Picture the deepest kinda depth you’ve ever experienced. Got it in your head? Alright. Now double the depth of that deepness. Then take that, and multiply it by a million.

Double it.

And that’s roughly a tenth of the way to where I’m gonna tell you about.

As you go further down into the earth, things get hotter. You start sweating. All it is down there is fire and brimstone and guts and carcasses just lying around, stinking up the place. This is the worst place you could possibly imagine. This is the place your parents probably warned you about if you’re like the average kid of America.

This, my friend, is Hell.

It was the place me and Brady were supposed to be in. We were meant to be burning in flames that licked up from the ashes scattered over the dark landscape, getting scraped on brimstone and eaten by all of the demons that were left to rot there for years. Demons with experience – demons that have been there since the beginning of eternity.

Demons love fallen angels. They love picking apart any sense of credibility they had, chipping away at the good demeanor that the angels had to have in order to get into Heaven in the first place. The higher you climb, the further you fall – and that was true down there.

That’s the scariest thing I think I thought about when I was staking out with Brady in Manhattan. It was one of the only things that terrified me to the point of insomnia some nights, and even though Brady didn’t show it too well, I know he felt it too.

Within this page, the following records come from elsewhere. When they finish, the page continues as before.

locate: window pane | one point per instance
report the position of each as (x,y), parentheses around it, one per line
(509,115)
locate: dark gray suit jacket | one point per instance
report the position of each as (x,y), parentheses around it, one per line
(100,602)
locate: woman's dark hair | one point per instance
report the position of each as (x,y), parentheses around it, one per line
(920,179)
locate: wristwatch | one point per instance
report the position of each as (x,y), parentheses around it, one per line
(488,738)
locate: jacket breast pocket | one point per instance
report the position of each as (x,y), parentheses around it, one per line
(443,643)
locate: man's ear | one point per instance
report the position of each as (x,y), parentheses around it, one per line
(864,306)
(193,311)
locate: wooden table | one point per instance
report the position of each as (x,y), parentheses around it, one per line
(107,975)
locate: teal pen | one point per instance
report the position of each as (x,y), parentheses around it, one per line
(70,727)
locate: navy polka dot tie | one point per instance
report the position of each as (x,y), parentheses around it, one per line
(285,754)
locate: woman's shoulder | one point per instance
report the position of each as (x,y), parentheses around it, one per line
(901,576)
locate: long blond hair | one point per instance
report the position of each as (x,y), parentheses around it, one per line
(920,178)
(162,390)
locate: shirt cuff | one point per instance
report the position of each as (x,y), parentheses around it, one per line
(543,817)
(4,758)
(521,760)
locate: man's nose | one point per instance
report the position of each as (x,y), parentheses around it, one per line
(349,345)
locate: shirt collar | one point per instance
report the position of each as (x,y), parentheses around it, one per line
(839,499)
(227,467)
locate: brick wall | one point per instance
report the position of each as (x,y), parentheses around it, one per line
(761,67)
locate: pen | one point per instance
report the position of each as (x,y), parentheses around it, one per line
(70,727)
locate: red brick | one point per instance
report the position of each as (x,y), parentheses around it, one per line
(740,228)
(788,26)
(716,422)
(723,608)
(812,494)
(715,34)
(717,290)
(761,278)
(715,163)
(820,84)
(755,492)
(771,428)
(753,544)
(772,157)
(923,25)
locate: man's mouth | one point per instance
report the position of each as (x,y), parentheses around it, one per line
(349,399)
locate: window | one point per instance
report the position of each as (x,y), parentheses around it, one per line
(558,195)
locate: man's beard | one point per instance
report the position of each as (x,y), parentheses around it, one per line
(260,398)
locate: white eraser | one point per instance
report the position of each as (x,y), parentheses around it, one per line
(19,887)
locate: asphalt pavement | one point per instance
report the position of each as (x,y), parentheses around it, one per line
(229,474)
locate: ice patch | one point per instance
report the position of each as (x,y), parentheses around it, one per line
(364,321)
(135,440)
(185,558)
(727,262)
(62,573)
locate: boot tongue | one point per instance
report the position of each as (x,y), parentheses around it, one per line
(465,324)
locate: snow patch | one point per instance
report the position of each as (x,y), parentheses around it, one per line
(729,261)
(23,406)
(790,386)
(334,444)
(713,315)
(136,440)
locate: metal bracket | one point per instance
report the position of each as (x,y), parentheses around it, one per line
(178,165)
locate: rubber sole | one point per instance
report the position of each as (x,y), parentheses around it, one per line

But Hell is big. It’s huge, deep, and hot, spreading for what seems like lightyears before any sign of a cliff is seen. It’s one big bottomless pit that swallows souls alive and turns those poor spirits into things they never wanted to be.

Hell was bustling when James felt the tremble beneath his feet, millions of miles above the commotion.

Demons always scatter themselves over the barren landscape, spreading over the rocks and molten lava. Most of the time they’re only cackling out of the stupidity they’ve been forced into from years of following Satan’s orders. Nothing suits them more than evil laughs, caught up in the sheer deliciousness of their eternity spent suffering without even knowing it.

They’re Satan’s closest entourage of pals, sticking by his side since the beginning of time. But they’re not the only ones inhabiting this place – there are former humans wandering the vast spoils of Hell, maniacs who had lost their minds long ago at the onset of learning their afterlife fate. They’re the only ones here who still have a lick of common sense, and even then, it’s been worn down from all of the pain they’ve had to gone through.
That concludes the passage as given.